Henry Porter The Observer, Sunday 23 January 2011
News International executives may hope that the departure of Andy Coulson will take the heat out of the phone-hacking story, but it has almost certainly come too late. Although the interception of perhaps thousands of public figures' messages took place during his editorship, it has recently become clear that Coulson was simply a prominent distraction.
Of course, the Labour leadership seems satisfied with the scalp because it allows Ed Miliband to make predictably disparaging remarks about David Cameron's judgment, but the real case against News International is being made by the former Labour deputy prime minister, Lord Prescott, who has cast doubt on the investigation by the Metropolitan Police and the follow-up by the Crown Prosecution Service. The apparent failure of both organisations, together with the cover-up by News International, are the radioactive elements of the story. They are what Ed Miliband should be focusing on.

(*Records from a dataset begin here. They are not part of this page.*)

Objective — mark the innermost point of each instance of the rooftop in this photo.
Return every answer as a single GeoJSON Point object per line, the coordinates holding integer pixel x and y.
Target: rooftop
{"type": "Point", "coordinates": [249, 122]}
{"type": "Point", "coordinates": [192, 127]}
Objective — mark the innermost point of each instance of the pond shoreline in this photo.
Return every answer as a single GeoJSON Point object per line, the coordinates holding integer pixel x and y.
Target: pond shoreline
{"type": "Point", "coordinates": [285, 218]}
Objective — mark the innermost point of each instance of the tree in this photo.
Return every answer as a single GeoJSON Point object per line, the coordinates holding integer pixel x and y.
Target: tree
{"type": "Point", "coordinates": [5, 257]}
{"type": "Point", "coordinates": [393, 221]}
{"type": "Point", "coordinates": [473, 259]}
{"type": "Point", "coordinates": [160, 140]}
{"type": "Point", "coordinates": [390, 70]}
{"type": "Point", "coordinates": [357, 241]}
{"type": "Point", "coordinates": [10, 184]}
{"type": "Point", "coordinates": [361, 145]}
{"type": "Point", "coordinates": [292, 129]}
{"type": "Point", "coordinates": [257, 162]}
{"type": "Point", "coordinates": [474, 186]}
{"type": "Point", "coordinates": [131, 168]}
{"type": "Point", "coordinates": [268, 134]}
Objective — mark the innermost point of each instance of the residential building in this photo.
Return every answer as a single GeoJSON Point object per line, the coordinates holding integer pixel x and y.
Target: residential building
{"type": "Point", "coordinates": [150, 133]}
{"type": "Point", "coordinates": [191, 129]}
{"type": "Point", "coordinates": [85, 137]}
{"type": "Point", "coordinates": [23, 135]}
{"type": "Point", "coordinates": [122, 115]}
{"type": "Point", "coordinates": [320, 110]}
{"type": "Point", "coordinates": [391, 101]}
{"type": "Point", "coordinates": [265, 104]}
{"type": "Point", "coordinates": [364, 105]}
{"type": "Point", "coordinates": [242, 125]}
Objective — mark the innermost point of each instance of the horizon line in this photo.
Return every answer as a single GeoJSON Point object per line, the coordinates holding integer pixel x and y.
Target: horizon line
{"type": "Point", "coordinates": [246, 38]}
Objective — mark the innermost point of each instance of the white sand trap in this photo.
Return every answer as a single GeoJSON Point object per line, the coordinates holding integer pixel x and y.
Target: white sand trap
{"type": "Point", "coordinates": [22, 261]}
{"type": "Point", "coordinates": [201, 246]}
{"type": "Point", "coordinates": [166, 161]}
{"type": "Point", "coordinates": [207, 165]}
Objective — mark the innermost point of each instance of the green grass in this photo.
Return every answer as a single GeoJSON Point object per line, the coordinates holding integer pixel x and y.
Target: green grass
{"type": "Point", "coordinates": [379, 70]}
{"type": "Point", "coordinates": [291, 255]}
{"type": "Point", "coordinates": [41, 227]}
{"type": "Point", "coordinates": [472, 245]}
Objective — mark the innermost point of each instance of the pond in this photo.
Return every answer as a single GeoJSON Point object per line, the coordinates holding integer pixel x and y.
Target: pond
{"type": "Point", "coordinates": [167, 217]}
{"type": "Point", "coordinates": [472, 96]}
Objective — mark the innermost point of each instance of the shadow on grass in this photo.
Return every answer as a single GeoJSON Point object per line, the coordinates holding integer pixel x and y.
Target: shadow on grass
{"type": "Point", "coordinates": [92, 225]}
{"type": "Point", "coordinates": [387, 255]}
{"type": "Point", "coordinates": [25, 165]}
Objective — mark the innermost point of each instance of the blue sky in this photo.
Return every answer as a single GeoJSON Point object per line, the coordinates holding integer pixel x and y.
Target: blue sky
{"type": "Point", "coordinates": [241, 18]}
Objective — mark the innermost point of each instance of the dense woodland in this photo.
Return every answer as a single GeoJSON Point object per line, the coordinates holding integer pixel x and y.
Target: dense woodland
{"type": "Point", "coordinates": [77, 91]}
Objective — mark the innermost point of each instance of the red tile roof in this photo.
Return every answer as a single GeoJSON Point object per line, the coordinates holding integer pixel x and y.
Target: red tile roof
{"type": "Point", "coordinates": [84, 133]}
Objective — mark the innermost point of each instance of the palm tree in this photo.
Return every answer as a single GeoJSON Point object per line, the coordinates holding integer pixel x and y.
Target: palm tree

What is so striking about this affair is that we know so much. There is a long list of well-known people who are suing News International, which has already spent millions of pounds to prevent the issue being aired in court. Despite Murdoch's insistence that News International has zero tolerance of criminal activity and will do everything in its power to comply with police investigations, the company is still paying the legal costs of Glenn Mulcaire, the private detective who ran the hacking operation and is the one man who knows the identities of all the executives who were aware of his activities. Names are surfacing: first it was Ian Edmondson, the news editor of the News of the World who was suspended before Christmas, and now Greg Miskiw, a former assistant editor.
The gossip mill is throwing up more names, and quite by chance last week I met a well-known person whose phone was hacked but who decided on balance that News International was just too powerful and vindictive to take on. When a company is so influential that it skews the legitimate means of redress in a civil society, that society should take note, ask if it serves the people's best interests and question whether it should be allowed to increase that power, in this instance through a merger with BSkyB.